“He certainly seems to have been a queer lot,” the Inspector declared. “By the bye,” he continued, “you said something, I believe, about his having had more money with him than was found upon his person.”
“That’s so,” Mr. Coulson admitted. “I know he deposited a pocketbook with the purser, and I happened to be standing by when he received it back. I noticed that he had three or four thousand-dollar bills, and there didn’t seem to be anything of the sort upon him when he was found.”
The Inspector made a note of this.
“You believe yourself, then, Mr.

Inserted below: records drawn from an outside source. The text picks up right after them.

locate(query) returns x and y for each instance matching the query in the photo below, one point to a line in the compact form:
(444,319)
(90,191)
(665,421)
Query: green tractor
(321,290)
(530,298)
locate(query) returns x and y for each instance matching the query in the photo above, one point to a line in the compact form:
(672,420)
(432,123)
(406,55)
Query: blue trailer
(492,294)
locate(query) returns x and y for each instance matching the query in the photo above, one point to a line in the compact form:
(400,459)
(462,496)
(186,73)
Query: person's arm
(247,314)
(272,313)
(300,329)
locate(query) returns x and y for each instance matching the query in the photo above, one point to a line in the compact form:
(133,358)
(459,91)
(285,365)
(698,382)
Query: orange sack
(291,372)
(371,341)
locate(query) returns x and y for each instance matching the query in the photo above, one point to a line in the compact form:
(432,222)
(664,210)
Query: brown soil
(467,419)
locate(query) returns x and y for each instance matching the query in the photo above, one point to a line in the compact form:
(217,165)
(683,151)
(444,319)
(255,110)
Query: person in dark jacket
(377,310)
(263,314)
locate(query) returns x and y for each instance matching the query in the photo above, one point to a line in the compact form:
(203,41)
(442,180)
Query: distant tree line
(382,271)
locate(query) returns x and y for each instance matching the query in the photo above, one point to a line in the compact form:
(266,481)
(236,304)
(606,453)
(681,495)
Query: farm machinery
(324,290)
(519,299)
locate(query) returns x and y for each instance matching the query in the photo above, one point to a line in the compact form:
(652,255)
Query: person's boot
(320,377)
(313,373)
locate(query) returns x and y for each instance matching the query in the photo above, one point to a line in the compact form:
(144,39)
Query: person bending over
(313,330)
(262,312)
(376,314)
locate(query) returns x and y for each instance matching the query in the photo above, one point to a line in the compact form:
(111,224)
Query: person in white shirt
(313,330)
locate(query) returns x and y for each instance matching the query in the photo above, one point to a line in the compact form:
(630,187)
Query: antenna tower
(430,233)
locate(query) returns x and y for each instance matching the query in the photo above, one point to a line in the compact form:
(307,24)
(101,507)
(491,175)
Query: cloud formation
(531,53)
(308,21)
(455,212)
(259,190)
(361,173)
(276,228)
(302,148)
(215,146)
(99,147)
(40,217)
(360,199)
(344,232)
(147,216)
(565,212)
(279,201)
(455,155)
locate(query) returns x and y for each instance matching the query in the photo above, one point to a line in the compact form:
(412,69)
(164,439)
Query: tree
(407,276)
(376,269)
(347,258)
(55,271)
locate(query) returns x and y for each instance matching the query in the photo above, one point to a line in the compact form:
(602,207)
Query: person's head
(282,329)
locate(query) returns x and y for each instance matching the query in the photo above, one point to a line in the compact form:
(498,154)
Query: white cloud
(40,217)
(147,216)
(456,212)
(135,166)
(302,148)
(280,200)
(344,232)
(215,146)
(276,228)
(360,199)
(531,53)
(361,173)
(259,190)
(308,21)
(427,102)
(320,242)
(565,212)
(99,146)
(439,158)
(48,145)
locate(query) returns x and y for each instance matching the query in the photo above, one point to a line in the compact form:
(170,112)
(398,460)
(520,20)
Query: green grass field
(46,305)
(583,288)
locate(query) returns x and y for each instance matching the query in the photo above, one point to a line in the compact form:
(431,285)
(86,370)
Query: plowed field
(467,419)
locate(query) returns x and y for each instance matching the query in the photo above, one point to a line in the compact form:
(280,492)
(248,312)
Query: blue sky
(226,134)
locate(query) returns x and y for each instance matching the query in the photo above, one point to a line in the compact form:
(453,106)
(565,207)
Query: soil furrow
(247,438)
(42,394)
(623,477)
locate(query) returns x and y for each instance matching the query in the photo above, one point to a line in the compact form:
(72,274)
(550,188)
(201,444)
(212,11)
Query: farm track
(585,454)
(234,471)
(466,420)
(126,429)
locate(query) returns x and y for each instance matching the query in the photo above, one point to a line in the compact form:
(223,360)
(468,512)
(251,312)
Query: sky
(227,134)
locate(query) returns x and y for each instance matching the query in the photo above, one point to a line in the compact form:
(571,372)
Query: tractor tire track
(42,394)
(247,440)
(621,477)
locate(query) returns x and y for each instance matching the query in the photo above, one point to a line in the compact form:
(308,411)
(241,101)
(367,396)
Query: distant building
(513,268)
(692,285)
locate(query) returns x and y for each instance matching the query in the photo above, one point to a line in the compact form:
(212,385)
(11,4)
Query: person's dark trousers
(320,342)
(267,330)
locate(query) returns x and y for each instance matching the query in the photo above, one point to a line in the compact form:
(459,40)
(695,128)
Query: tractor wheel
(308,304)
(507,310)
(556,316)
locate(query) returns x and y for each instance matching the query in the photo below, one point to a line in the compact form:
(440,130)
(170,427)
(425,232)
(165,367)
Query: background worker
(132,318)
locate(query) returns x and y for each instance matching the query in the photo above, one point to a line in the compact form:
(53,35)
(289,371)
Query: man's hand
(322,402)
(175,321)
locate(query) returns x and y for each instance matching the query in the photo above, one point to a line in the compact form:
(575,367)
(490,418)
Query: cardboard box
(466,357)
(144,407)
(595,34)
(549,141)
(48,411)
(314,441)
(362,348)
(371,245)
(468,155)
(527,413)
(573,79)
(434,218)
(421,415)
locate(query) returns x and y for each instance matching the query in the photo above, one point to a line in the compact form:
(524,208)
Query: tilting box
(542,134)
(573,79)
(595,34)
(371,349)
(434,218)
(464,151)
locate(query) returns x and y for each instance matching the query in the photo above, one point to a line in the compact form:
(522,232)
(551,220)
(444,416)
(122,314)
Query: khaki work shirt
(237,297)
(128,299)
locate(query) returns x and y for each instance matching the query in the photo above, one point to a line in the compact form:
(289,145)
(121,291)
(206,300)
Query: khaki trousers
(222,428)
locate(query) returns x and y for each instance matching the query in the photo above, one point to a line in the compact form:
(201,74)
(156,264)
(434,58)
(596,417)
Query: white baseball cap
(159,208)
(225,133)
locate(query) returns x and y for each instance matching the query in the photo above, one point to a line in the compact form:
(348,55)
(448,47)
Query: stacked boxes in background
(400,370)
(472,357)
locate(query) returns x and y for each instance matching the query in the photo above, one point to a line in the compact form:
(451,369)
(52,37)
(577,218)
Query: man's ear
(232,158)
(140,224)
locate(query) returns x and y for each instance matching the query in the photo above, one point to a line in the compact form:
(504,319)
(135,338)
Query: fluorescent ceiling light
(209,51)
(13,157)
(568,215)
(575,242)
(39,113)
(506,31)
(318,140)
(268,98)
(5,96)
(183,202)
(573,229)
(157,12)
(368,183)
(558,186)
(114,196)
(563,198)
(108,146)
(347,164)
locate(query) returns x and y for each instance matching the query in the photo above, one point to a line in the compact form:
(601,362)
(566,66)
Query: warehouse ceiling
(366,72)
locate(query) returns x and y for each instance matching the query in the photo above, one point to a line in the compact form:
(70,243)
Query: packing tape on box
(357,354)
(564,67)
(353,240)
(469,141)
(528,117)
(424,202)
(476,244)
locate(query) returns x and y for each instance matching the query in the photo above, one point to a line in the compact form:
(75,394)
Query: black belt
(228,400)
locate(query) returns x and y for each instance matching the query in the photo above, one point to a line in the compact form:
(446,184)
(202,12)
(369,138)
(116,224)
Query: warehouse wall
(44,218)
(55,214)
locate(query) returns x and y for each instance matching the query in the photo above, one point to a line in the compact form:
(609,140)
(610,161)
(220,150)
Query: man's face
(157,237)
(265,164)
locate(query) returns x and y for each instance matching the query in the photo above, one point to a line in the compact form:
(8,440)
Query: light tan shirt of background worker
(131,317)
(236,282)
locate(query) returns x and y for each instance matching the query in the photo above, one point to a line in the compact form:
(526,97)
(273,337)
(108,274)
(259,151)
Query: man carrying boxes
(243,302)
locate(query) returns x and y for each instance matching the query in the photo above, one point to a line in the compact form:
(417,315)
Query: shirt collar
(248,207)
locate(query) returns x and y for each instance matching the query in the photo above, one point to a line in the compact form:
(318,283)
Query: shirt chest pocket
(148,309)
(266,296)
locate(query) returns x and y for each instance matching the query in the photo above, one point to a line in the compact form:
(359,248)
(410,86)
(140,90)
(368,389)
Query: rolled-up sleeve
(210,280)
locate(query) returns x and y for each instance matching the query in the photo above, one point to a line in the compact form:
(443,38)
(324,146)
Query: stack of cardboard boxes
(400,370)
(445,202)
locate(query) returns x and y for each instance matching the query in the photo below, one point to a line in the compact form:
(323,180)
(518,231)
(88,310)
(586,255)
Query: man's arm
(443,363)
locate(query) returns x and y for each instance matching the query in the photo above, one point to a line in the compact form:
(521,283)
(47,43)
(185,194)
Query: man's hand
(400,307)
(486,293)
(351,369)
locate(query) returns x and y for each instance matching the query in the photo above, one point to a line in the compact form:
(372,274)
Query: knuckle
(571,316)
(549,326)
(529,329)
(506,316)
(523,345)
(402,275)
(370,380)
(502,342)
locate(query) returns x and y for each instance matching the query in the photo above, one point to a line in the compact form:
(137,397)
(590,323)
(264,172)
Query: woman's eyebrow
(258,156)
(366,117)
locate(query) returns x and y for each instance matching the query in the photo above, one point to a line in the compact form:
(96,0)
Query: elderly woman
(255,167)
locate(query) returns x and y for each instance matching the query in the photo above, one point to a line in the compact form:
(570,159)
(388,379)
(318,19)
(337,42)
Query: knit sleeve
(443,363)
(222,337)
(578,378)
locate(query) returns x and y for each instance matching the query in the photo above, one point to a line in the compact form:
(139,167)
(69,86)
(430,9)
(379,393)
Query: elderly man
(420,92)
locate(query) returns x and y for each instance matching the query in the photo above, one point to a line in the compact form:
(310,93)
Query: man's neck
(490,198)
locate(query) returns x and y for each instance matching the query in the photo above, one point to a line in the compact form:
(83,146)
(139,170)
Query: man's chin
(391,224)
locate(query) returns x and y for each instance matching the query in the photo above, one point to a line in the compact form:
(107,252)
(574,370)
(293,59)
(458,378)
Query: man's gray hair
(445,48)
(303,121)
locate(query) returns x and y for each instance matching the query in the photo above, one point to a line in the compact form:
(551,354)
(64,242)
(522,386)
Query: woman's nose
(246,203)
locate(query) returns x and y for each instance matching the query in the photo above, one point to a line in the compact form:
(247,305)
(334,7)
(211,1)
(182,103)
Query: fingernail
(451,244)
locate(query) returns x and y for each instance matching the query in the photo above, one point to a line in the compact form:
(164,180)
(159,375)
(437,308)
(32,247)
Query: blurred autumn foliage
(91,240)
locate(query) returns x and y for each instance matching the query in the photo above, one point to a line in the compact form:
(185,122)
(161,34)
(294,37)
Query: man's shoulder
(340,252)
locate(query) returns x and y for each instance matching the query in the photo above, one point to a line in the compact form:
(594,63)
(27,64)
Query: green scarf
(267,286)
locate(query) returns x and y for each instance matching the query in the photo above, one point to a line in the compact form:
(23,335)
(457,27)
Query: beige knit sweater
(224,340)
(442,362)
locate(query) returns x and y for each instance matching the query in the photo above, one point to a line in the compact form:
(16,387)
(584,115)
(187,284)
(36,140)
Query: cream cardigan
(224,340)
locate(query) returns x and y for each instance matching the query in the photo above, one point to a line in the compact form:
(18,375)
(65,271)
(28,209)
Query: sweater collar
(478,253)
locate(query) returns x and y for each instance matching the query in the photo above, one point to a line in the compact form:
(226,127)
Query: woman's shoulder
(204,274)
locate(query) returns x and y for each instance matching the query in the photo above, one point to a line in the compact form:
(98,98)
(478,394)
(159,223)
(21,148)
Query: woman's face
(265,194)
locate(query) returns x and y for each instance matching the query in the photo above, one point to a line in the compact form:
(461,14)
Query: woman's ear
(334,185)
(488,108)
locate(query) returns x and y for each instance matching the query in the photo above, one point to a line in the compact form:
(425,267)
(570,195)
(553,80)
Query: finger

Coulson,” he said, closing his pocketbook, “that the murder was committed for the purpose of robbery?”
“Seems to me it’s common sense,” Mr. Coulson replied. “A man who goes and takes a special train to London from the docks of a city like Liverpool—a city filled with the scum of the world, mind you—kind of gives himself away as a man worth robbing, doesn’t he?”
The Inspector nodded.
“That’s sensible talk, Mr. Coulson,” he acknowledged. “You never heard, I suppose, of his having had a quarrel with any one?”
“Never in my life,” Mr. Coulson declared. “He wasn’t the sort to make enemies, any more than he was the sort to make friends.”
The Inspector took up his hat. His manner now was no longer inquisitorial. With the closing of his notebook a new geniality had taken the place of his official stiffness.
“You are making a long stay here, Mr. Coulson?” he asked.